Van a oír. No sólo a parecer. Se les ve sentarse en los
vestíbulos laterales, de cualquier manera, para disfrutar del concierto.
Eso es inaudito, es increíble, como si el pueblo necesitara de gente
joven liberada, no de jóvenes a los que papá y mamá
hayan llevado al liceo, o cuyo papá o mamá no les hayan
enseñado nada. Ha sido una necesidad de las personas de dar un giro,
de alimentarse en momentos problemáticos de sus vidas.
Permítame que le diga que algunas de las palabras más excitantes
que me han dicho durante los momentos más críticos en mi
país, han venido de personas que han ido al concierto y han dicho,
me siento bien, me siento muy bien en el concierto, ahora puedo continuar.
La gente va como quien acude a una fuente de agua fresca, ellos asisten a
un concierto como una necesidad vital para enriquecer su espiritualidad.
Estas palabras que me han dicho varias veces "me siento muy bien en el
concierto", me complace más que una charla sobre musicología,
sobre un sostenido, un cambio, un contraste, el matiz de tal parte o de otra...
me complace más, porque me doy cuenta del motivo por el cual hacemos
arte, para quien trabajamos, para nosotros y para la gente que te lo agradece
de forma sencilla.
- Usted tiene un grupo joven. ¿Es usted consciente, por lo que se
refiere a la creación de un movimiento colectivo, y a través
de él, de lo que puedan hacer después sus miembros individuales?

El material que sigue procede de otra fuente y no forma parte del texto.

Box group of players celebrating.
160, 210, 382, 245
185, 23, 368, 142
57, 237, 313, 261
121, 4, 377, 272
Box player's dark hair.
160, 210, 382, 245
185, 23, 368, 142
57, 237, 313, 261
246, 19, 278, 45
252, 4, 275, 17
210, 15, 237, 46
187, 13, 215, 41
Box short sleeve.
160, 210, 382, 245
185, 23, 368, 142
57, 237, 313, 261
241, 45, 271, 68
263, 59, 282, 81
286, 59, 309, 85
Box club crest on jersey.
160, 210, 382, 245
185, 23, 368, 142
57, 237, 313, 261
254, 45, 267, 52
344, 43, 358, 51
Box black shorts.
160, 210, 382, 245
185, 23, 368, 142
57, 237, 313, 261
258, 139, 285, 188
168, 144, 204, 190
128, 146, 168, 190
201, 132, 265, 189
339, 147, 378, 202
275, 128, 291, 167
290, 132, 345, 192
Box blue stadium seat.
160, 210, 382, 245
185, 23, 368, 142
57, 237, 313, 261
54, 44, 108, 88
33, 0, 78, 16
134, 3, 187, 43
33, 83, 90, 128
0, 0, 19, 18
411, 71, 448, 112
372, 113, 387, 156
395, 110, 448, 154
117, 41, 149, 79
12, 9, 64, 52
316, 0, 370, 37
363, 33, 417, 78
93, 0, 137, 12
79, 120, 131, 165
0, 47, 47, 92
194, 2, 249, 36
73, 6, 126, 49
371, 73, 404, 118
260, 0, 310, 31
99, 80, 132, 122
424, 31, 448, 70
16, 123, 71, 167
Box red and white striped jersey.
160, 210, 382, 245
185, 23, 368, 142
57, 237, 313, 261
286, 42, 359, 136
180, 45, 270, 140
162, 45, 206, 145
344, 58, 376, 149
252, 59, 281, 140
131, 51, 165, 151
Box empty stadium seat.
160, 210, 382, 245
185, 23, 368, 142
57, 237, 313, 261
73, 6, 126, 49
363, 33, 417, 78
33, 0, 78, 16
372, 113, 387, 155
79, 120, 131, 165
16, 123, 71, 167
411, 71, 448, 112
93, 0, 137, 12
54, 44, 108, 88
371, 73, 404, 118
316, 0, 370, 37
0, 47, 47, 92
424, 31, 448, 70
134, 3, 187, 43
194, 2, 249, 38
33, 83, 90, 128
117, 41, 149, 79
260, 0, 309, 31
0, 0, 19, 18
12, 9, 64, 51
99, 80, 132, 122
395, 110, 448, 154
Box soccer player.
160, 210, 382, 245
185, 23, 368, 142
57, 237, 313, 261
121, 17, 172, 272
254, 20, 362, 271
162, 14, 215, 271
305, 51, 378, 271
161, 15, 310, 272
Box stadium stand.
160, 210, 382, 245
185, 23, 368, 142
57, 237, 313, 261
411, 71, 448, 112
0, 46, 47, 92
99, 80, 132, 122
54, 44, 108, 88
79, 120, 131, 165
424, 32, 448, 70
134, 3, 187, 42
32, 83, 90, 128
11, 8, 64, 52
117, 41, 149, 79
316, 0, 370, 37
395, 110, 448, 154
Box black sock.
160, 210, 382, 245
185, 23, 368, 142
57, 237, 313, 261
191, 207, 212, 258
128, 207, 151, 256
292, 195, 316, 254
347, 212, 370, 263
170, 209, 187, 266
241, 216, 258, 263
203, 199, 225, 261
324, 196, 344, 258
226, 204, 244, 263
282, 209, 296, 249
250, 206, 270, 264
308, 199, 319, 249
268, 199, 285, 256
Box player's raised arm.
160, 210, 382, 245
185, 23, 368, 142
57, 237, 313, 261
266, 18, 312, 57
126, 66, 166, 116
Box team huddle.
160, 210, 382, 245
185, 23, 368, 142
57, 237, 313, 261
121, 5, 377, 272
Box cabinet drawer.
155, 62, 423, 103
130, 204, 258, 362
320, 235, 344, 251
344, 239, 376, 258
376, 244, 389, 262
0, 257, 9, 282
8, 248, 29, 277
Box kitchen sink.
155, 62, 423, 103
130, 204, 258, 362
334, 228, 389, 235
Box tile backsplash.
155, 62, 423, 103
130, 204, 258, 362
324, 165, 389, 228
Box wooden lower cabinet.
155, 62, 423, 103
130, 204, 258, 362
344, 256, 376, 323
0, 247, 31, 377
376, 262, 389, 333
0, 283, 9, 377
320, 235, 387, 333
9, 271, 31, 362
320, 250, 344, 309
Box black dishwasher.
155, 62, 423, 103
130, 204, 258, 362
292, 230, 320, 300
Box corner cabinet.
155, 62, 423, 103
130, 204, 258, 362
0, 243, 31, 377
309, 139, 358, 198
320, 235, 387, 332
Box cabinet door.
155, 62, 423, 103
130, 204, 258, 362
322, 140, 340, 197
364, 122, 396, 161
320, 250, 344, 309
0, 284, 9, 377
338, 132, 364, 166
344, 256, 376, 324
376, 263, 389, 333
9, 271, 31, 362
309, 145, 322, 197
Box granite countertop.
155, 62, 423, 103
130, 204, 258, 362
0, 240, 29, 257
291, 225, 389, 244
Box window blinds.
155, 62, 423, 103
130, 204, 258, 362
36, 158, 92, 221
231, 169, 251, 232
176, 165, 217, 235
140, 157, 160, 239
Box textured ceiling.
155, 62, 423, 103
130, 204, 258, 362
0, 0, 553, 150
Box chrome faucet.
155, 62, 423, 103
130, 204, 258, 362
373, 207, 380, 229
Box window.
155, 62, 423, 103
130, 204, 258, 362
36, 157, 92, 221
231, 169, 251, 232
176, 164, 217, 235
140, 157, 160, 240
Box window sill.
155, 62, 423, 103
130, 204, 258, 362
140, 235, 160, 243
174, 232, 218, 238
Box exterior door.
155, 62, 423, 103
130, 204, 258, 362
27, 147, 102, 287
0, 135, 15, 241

- Bien, lo que ha pasado es que ellas han rodado mucho. La orquesta
se ha vuelto una escuela. La orquesta viaja mucho por lo que a veces recibimos
ofertas y las jóvenes a menudo se van. Por ejemplo, hay dos personas
que viven ahora en Nueva York y que hasta enero estuvieron con el grupo.

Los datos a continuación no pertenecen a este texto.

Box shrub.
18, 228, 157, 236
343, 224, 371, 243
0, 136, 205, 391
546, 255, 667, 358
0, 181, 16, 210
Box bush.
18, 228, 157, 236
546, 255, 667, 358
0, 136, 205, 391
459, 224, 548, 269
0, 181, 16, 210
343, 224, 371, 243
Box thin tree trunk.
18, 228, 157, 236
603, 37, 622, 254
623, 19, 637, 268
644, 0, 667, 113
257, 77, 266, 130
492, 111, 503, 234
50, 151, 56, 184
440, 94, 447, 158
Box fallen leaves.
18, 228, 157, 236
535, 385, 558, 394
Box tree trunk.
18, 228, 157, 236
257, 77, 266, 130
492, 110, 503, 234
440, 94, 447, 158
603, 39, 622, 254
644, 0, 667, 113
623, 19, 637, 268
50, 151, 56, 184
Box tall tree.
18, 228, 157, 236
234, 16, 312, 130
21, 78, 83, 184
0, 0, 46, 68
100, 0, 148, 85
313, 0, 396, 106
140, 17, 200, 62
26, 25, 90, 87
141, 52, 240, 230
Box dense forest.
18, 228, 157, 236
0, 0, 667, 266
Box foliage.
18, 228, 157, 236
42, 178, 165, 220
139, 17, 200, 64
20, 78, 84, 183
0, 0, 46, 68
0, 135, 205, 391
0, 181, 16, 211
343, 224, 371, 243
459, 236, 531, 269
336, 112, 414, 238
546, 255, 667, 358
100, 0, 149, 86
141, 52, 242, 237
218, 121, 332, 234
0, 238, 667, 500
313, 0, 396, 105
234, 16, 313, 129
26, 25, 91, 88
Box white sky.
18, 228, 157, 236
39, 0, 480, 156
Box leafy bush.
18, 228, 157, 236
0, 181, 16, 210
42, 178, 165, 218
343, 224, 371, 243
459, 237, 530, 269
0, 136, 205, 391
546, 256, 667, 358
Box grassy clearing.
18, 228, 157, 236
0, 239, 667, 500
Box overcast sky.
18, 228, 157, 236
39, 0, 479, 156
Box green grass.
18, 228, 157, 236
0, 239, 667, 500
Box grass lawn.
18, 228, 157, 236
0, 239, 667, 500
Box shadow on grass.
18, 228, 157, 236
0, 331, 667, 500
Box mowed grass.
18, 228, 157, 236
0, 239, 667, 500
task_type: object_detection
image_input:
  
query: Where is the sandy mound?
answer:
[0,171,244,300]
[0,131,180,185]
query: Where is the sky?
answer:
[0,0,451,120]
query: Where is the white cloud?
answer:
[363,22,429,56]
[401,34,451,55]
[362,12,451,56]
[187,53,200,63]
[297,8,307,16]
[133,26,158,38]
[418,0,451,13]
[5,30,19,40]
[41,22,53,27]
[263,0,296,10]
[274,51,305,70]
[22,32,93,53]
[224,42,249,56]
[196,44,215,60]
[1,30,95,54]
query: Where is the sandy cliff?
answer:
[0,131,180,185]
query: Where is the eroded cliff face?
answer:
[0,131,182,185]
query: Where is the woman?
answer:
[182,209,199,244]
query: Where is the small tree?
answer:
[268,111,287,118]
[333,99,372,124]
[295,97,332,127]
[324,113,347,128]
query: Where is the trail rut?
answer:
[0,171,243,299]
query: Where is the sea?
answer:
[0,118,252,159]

Una tiene una beca y la otra se casó con un músico norteamericano
que toca con un quinteto que nos encontramos en Costa Rica. Lo mismo pasó
con otra que se enamoró en Barcelona y está viviendo allí
ahora. Hay dos viviendo en México, otras dos en Bolivia y que viven
ahora en Venezuela. En otras palabras, la rotación es actualmente
bastante alta, hasta que podamos encontrar una manera de garantizarles un
retorno para que su trabajo sea algo más que un alimento espiritual.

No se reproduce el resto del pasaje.